On dirige comme on est, disait Laurent Lapierre3, affirmant ainsi l’unicité de chaque leader avec ses qualités… nuisibles et ses défauts… utiles. Entre tête, cœur et courage, la recherche d’un certain équilibre – et non de la perfection – mène à un leadership véritable. L’introspection et la prise de conscience, qualités essentielles qui nous sont moins naturelles, s’avèrent alors les meilleures pistes pour poursuivre son développement personnel.

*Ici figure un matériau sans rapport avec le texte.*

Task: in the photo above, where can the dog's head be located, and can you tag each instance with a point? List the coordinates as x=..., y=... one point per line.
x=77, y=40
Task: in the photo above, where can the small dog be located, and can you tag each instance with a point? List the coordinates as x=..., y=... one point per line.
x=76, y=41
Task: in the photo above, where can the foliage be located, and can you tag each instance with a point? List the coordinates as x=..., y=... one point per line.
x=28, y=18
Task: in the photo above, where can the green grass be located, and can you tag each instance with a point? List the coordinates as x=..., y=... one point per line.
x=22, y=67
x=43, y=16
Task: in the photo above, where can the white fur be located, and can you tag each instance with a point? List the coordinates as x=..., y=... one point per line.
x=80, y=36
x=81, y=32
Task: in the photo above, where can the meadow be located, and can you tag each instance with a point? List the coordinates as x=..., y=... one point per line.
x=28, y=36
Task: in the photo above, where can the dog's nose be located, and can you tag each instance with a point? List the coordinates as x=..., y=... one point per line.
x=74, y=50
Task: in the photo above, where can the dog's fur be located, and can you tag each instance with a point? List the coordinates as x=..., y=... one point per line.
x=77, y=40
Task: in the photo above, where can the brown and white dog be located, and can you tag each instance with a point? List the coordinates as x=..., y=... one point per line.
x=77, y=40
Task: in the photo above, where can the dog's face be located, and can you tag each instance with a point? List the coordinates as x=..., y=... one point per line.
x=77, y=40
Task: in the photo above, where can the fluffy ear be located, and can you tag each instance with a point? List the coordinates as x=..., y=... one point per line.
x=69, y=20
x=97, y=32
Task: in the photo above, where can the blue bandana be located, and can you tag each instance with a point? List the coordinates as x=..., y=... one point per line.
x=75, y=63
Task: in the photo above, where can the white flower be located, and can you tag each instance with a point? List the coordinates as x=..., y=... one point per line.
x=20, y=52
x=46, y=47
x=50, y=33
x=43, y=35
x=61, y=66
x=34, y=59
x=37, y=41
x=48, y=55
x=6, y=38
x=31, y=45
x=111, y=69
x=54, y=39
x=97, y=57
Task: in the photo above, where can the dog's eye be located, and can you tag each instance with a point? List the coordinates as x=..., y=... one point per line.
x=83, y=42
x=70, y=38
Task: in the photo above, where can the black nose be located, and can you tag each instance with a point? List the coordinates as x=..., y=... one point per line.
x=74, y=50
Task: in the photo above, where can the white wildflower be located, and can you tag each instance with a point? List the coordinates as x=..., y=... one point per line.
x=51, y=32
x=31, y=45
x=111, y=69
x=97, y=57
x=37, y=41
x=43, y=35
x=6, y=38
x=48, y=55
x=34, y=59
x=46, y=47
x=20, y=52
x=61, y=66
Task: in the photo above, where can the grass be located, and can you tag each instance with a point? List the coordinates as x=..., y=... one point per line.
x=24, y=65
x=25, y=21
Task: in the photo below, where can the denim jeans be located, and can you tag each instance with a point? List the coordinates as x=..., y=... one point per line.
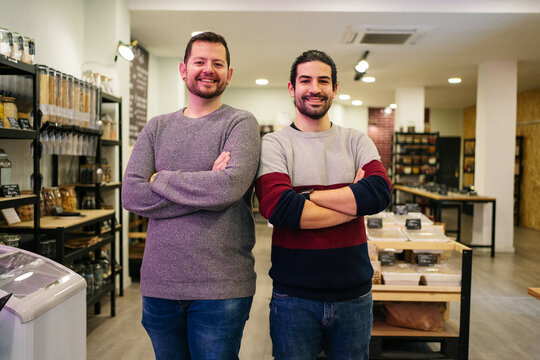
x=301, y=328
x=197, y=329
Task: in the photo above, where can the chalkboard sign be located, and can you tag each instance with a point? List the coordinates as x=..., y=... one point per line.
x=413, y=224
x=400, y=210
x=138, y=93
x=375, y=223
x=11, y=190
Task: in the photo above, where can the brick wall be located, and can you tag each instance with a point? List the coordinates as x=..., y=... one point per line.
x=380, y=130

Mais cette prise de conscience doit aussi s’étendre à une autre dimension. En effet, si tout part de l’individu, c’est le contexte qui dévoile le leader. Le cas de l’ex-mairesse de Lac-Mégantic en est un bon exemple : une situation de crise devant laquelle certains se liquéfieront alors que d’autres émergeront devant la possibilité de construire et d’entraîner avec eux tout un groupe qu’ils auront su convaincre. Ce contexte, soit dit en passant, n’est pas nécessairement une épreuve. Il peut être un projet, un défi stimulant. Question d’angle et d’approche. Ou encore, consciemment, un dirigeant peut littéralement créer de toutes pièces un sentiment d’urgence afin de sortir une organisation de sa complaisance et lui permettre de dépasser ses limites. Finalement, certains contextes exigeront davantage de tête, d’autres un peu plus de cœur ou encore une incroyable dose de courage. Les possibilités s’ouvrent à l’infini ; rien n’est cristallisé.

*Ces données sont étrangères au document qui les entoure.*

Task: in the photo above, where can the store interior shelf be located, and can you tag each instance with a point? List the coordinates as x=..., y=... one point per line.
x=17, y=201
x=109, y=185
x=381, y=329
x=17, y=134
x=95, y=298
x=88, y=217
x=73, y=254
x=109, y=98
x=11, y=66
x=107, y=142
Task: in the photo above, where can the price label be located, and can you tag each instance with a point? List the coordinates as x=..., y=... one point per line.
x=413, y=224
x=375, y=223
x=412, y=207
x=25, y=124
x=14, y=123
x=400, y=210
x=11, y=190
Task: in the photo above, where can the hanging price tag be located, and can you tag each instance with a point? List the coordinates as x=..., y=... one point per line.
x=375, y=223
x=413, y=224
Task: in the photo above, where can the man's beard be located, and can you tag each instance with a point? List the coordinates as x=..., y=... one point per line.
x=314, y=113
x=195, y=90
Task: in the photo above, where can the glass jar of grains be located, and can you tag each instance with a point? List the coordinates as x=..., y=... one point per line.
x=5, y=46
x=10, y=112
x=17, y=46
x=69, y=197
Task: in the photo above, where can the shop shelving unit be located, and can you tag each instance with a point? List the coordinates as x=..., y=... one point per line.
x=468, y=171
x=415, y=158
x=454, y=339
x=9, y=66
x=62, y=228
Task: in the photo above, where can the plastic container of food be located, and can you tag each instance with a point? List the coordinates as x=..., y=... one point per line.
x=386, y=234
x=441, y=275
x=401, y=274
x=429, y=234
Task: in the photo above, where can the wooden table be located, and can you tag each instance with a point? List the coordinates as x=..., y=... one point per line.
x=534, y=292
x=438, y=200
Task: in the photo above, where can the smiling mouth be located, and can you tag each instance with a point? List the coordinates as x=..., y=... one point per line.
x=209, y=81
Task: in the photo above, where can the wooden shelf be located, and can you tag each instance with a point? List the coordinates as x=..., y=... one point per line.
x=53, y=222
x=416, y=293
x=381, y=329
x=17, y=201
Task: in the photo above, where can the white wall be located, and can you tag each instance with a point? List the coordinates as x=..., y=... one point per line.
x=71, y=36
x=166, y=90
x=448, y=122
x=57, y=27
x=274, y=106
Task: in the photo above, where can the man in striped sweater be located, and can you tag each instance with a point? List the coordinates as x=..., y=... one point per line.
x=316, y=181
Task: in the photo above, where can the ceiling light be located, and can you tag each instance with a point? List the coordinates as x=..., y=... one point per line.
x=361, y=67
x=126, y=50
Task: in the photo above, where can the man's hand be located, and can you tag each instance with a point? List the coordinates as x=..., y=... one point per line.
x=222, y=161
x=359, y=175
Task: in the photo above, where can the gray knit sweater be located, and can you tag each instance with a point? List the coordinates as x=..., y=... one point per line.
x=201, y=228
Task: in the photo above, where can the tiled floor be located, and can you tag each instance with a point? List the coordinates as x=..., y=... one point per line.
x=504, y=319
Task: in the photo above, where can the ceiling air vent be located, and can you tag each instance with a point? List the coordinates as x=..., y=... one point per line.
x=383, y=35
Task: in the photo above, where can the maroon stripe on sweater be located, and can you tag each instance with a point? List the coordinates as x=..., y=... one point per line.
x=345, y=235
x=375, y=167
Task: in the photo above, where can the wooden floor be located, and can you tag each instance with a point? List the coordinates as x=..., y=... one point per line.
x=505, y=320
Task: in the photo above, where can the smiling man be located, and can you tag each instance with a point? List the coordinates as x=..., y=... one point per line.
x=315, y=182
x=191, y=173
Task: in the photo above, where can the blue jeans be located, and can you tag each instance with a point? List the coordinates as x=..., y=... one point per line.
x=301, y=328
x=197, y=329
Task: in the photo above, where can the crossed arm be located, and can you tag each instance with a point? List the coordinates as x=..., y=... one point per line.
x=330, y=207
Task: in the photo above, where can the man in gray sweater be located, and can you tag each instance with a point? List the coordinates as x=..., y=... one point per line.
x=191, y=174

Quoi qu’il en soit, si chacun possède un leadership unique et personnel, les organisations ont plus que jamais besoin de leaders capables de faire preuve à la fois de tête, de cœur et de courage. Avez-vous besoin d’exceller sous ces trois aspects en tout temps ? Probablement pas. La question est de savoir lire le contexte et d’analyser votre angle mort sur le plan de vos limites pour déterminer lesquelles de ces facettes sont les plus déterminantes pour vous. Un beau défi !


Références

1. Sardais, C., et Miller, D. (2012), « Qu’est-ce que le leadership ? », revue Gestion, vol. 37, no 3, automne 2012, p. 77-84.
2.  Perkins, D., Leadership sous Oo – Leçons de leadership tirées de l’extraordinaire aventure de l’expédition de Shackleton en Antarctique, Gatineau, Éditions du Trésor caché, 2003, 236 p.
3.  Lapierre, L., On dirige comme on est, Québec, Presses de l’Université du Québec, 2012, 240 p.